Interstellar gas that approaches the Sun is ionized and accelerated by the convective electric field to solar wind speed, yielding interstellar pickup ions. These ions move with the solar wind bulk speed when averaged over a gyro orbit in the solar wind frame. Their instantaneous speed as they gyrate varies from zero to two times the solar wind speed, which is why their distribution function shows a cutoff at twice the bulk speed in the inertial frame.

The charge-exchange and photoionization process can ionize the interstellar neutral atoms in the inner heliosphere and form the pick-up ions.

\[  p^+(\mathbf v_{sw})  +H( \mathbf v_{ISM} \to H( \mathbf v_{sw}) + p^+(\mathbf v_{ISM}) \]
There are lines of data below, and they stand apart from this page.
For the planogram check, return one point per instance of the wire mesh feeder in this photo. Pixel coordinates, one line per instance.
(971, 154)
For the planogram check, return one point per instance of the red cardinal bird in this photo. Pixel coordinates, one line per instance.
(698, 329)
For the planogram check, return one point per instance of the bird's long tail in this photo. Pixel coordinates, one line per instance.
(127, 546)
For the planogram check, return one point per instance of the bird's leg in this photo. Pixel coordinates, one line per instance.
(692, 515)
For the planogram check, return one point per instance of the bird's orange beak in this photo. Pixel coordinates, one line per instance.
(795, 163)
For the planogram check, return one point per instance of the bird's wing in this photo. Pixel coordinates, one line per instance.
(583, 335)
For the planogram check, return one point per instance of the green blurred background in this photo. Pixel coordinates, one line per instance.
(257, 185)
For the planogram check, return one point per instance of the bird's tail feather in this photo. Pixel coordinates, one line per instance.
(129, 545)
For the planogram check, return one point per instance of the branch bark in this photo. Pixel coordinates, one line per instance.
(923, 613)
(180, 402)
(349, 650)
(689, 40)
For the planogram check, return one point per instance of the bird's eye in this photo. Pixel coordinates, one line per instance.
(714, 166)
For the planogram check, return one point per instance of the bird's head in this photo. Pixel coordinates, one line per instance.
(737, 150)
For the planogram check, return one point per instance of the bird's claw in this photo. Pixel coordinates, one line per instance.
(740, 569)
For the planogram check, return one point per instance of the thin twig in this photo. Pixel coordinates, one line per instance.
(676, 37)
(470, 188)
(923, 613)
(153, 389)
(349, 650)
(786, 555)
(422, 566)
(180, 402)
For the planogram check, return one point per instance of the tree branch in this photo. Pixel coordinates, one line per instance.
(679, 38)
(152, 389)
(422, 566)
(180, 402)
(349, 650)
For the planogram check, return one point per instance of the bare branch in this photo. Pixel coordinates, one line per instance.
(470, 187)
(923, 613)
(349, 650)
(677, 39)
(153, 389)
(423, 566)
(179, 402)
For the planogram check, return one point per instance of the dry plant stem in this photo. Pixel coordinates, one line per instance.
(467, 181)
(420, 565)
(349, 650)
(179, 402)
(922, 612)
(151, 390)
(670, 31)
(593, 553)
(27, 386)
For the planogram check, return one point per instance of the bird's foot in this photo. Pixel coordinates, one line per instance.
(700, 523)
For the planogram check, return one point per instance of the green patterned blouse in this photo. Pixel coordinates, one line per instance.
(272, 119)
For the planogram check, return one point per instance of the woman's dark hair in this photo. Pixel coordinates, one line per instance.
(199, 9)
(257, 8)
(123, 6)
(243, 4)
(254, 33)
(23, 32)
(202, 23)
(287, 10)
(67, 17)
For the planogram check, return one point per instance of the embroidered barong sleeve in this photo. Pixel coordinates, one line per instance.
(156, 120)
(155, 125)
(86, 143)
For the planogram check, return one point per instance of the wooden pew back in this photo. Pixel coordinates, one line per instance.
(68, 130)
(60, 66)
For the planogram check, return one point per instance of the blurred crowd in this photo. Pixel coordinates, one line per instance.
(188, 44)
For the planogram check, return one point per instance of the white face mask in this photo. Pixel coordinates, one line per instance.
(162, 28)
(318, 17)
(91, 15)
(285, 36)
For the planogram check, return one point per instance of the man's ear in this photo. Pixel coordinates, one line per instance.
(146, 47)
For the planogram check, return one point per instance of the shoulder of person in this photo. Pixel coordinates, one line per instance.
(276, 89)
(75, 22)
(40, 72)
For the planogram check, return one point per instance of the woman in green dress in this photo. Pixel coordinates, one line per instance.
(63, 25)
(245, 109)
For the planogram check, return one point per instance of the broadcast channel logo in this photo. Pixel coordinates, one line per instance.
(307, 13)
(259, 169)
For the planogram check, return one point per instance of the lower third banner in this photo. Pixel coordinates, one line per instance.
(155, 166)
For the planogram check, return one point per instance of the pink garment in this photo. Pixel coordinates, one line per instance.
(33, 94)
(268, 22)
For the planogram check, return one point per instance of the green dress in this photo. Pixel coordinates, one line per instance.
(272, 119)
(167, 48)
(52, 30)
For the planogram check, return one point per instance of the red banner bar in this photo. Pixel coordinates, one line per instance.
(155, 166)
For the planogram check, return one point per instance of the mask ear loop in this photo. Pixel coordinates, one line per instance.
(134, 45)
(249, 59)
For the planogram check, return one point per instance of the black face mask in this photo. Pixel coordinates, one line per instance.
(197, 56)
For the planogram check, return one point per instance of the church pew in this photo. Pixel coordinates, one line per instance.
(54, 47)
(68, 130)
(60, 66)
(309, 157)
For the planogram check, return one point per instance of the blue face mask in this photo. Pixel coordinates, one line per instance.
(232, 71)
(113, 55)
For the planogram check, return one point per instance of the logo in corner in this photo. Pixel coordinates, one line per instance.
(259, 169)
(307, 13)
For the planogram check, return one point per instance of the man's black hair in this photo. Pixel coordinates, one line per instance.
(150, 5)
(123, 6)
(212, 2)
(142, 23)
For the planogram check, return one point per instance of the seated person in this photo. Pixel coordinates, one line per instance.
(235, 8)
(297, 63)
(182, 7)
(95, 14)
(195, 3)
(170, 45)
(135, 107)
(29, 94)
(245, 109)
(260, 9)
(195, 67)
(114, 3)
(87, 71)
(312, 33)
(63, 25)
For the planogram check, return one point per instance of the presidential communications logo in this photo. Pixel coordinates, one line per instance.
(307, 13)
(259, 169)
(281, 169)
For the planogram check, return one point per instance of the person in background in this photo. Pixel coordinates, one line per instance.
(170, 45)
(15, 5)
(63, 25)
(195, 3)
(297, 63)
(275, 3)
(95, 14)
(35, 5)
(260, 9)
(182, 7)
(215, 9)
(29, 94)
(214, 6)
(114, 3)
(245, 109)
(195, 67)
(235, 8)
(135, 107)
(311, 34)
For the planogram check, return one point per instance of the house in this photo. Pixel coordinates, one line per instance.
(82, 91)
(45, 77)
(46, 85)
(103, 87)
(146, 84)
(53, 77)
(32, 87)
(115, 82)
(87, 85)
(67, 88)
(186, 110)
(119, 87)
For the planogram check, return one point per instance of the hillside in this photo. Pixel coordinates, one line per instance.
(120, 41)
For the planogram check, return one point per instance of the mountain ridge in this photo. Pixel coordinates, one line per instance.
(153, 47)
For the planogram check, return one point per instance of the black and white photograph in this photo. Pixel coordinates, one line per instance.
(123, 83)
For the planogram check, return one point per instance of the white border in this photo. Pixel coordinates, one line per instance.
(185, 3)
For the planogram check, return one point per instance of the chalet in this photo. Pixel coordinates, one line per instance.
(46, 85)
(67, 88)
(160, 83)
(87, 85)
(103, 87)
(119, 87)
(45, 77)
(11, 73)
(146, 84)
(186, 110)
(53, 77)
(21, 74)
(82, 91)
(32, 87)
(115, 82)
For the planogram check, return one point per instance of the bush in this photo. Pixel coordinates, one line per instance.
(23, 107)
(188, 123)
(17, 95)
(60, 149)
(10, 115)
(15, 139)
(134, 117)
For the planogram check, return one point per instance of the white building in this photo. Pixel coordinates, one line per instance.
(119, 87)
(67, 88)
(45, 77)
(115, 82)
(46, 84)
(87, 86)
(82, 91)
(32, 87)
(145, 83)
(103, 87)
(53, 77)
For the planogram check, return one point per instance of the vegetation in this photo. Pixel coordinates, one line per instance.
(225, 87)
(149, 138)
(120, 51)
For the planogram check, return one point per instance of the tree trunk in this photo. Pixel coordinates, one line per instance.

$\mathbf v_{ISM}$ has a magnitude of only 25 km/s. In the solar wind frame, a proton near zero velocity is suddenly replaced by a proton (from ionization) which is born with an initial velocity approximately equal to $-\mathbf v_{sw}$.

The new born proton gyrates around the magnetic field. In the case of solar wind flow perpendicular to $\mathbf B_{sw}$, the initial gyrospeed is $v_{sw}$ and so the picked-up proton moves on a circle. In the Sun's frame, the energy of the pick-up ion varies between zero and 4 times the solar wind proton energy. The extra energy comes from the convection electric field when it accelerates the pickup ion into its gyromotion. The consequence is that the solar wind flow must slow down to accommodate this energy flow into pickup ions.